In Search of a Polar Continent 1905-1907

The objects of this expedition were to penetrate as far as possible into that unknown region which lies to the north, and to meet and to get to know the natives, of whom I have always fostered an idea of making use in ice expeditions. Besides the natives, the whale-fishers who navigate those waters might, I trusted, be able to render me assistance. Furthermore, I wished to discover, if possible, whether there was land hitherto unknown in the Arctic Ocean: in ascertaining this, I would make Herschel Island my base of operations (p. viii).

p. 22: The Catholic mission is the most important place at Resolution, and Bishop Breynart has a diocese which extends from Fort Smith on the Slave River to the Arctic Red River in the Mackenzie—a stretch of more than 1,000 miles. Altogether there are ten churches in the diocese. At most of these smaller missions native children are schooled, and are taught how to lead a useful and godly life in this desolate region. Every one of these missionary posts or stations is visited yearly and supplied with the necessaries of life—an undertaking whereof the reader will hardly conceive the magnitude unless he has himself wandered far beyond the reach of railways. The children are not only educated but clothed and fed. The girls are taught how to sew and how to make their own clothes, as well as how to read and write; whilst the boys, who are also trained in these latter academic, if elementary, exercises, acquire a variety of crafts which will be useful—in fact, indispensable—to them in after-life.

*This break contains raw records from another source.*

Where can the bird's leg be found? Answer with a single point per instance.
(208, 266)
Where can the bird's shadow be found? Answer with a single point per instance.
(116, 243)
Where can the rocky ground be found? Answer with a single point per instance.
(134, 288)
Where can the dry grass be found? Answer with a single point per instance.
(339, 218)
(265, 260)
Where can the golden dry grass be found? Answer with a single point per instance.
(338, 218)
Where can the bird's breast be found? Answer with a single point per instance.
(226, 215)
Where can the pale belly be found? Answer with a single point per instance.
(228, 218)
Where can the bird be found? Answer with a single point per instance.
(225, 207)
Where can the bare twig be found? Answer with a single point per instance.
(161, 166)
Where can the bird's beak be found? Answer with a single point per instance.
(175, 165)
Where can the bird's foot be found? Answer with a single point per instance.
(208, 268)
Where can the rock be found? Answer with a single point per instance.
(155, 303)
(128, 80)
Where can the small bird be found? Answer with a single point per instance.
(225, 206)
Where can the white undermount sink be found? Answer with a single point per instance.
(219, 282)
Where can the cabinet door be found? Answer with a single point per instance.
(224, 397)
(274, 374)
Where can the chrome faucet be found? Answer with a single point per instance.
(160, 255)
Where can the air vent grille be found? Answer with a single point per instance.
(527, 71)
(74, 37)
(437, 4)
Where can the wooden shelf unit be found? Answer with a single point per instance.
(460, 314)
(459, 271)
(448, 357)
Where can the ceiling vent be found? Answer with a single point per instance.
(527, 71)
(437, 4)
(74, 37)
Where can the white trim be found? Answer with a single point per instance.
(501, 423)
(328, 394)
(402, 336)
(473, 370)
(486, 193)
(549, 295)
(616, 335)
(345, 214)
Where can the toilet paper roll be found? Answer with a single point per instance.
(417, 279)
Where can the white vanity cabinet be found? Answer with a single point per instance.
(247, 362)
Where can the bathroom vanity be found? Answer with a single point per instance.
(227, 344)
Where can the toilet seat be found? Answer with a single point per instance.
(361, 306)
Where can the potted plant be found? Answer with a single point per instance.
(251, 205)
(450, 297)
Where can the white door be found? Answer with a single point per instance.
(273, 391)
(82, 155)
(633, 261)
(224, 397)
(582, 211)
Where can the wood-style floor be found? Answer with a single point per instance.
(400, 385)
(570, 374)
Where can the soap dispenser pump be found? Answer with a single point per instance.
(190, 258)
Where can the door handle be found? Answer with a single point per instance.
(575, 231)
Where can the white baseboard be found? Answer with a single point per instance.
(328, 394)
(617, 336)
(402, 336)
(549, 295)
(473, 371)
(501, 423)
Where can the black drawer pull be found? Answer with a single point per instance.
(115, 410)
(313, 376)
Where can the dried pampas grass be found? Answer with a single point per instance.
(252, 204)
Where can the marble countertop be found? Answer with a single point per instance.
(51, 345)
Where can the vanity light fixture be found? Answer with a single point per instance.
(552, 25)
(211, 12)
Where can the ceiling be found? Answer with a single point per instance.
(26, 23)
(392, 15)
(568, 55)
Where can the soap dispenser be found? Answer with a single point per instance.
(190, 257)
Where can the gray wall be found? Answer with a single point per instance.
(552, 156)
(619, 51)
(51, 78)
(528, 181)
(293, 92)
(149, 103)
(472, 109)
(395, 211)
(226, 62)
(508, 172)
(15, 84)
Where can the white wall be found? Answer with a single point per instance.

p. 231: The poor beasts had not had a proper feed ever since leaving the coast on February 5—for about seven weeks, in other words; but from that date they had subsisted most of the time upon old clothes. This, indeed, was a more genuine and startling feat than that of Alfred Jingle, who declared that he and Job Trotter had “lived for three weeks upon a pair of boots and an umbrella with an ivory handle!” a declaration which elicited naive expressions of astonishment from Mr. Pickwick, “who had only heard of such things in shipwrecks, or read of them in Constable’s ‘Miscellany.’ ” Yet even the writers who chronicle their own travels know that there are things which their dogs, like their readers, will not readily swallow, and old clothes might naturally be reckoned of the number.